The new theory got its start when two celebrated co-authors, Hölldobler and the Harvard biologist E.O. Wilson, who won the Pulitzer Prize for their 1990 book “The Ants,” couldn’t get past the altruism question while collaborating on a new book. The two of them published a paper together in 2005 wondering aloud if natural selection might actually operate at the group level, favoring colonies or tribes that muster the highest level of internal cooperation and altruism.

This was, by Wilson’s own admission, heresy. Evolutionary biologists have been arguing adamantly for the past 40 years that the rough-and-tumble of life favors individuals, not groups, to pass on their genes to future generations. But individual selection didn’t adequately explain the behavior of highly social and cooperative species like humans or especially ants, where individuals may willingly give up their own reproductive future, or even their lives, for the good of the group.

According to Hölldobler, the “nested tug-of-war” idea got its start when he and Reeve were thinking about certain primitive ant species that don’t fit the selfless ant stereotype. They live in small colonies, and individual selection is still very much in play. Nobody gives up reproductive rights for the good of the group. They also communicate poorly and disagree about who does the chores. (Sound familiar?)

So how did other ant species evolve from this chaotic start to the point that millions of selfless individuals in a colony can live together in almost perfect harmony?

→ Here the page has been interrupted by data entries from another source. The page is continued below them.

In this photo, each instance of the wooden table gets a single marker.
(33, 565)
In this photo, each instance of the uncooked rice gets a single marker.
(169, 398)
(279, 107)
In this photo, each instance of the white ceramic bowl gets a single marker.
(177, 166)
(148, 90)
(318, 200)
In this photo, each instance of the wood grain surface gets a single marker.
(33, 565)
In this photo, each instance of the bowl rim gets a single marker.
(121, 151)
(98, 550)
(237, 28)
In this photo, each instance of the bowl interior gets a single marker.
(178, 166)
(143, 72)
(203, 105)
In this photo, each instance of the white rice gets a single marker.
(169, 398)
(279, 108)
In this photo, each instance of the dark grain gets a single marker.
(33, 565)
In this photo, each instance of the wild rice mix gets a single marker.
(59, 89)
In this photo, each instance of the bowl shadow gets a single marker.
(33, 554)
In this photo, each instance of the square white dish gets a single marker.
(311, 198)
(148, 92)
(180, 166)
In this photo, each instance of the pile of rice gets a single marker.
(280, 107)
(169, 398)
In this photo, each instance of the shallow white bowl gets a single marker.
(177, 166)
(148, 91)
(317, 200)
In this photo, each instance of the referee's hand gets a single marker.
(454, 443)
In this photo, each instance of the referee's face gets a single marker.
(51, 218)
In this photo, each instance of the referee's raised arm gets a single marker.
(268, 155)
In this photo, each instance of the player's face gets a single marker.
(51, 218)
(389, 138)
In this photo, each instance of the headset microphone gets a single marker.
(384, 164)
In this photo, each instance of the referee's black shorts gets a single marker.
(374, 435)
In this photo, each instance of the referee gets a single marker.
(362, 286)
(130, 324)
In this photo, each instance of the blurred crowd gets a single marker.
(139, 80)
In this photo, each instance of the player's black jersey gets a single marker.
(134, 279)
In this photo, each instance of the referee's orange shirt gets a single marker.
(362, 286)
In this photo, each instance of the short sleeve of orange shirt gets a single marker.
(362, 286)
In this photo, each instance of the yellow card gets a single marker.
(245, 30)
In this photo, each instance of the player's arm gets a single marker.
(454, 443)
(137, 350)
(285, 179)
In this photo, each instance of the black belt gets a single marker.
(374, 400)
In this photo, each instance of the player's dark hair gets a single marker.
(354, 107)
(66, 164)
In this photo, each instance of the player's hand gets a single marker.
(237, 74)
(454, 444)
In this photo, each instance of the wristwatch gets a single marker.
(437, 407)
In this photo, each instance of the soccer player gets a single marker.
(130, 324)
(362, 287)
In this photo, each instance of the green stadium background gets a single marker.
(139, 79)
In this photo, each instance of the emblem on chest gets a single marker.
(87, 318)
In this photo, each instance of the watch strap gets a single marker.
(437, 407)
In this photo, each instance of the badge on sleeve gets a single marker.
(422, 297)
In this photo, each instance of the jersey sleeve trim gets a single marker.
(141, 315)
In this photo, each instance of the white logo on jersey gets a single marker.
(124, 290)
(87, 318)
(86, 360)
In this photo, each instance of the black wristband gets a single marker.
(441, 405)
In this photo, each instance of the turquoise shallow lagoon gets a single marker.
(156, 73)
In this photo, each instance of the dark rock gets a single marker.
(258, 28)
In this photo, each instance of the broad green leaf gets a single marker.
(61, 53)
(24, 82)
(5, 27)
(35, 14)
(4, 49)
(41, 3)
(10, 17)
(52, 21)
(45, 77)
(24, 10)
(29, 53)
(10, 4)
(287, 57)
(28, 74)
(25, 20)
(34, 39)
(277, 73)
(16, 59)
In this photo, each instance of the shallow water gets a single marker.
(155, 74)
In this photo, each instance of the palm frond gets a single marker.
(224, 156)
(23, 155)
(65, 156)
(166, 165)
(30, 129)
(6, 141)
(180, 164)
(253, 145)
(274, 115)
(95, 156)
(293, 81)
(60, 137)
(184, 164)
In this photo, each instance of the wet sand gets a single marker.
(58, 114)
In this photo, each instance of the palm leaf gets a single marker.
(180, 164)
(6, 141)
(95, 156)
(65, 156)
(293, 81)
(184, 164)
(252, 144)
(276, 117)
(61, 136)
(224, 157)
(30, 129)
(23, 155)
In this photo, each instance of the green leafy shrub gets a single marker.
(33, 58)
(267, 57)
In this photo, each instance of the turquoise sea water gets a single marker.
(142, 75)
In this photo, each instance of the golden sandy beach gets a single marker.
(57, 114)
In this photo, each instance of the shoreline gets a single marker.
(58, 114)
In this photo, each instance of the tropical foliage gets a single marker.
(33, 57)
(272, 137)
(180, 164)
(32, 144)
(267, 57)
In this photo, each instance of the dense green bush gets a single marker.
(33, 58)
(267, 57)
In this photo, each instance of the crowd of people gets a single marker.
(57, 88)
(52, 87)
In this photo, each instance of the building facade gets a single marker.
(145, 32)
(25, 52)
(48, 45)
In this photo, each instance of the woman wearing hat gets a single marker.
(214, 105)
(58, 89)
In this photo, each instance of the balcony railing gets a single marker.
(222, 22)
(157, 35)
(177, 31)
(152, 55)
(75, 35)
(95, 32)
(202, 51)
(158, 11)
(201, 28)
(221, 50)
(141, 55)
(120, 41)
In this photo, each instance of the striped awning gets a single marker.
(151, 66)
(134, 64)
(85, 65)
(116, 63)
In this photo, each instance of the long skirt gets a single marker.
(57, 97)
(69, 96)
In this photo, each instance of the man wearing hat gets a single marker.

Wilson emphasizes group selection. Reeve and Hölldobler argue that it’s still about individual selection and kin selection. But the group gradually became more important because of ecological pressure, in the form of patchy resources and fierce competition from rival colonies. And the tug-of-war for individual advantage within the group gave way to cooperative behaviors as the tug-of-war for advantage against rival groups became more pressing.

So let’s say this is true of people, too. The disturbing implication of the “nested tug-of-war” idea is that altruism is a byproduct of enmity: It’s easier to give up what we want, to sacrifice for a sister or a cousin, if we feel threatened by some outside group. And a long evolutionary history of living with that sort of threat is also why we still slip so easily into rivalries against other high schools, or political parties, or ethnic groups.

Knowing this “doesn’t justify anything,” says Hölldobler. “But if children understand that there is this trait, and it was adaptive in the past, but it’s not very adaptive now,” they can work around the impulse to engage in pointless group rivalries and cultivate altruism in less antagonistic contexts. On the other hand, he admits, we might not enjoy football games as much.

Or political campaigns. In the aftermath of the 2000 presidential election, according to Kristin Gore in The Times Magazine interview, Republicans bussed in protesters to stand outside the vice presidential mansion and scream, “Get out of Cheney’s house.” The Gore family apparently managed to refrain from “turning up the stereo to drown out the chants,” Noriega-fashion. But being under siege by the rival group no doubt re-kindled the family’s sense of unity and muted any hint of a tug-of-war within.

Call me a romantic, but I like to imagine the three sisters getting up together and going to the windows to brandish their delicate wrists, causing the horrified barbarians outside to flee in howling panic back under the rocks from which they had apparently crawled.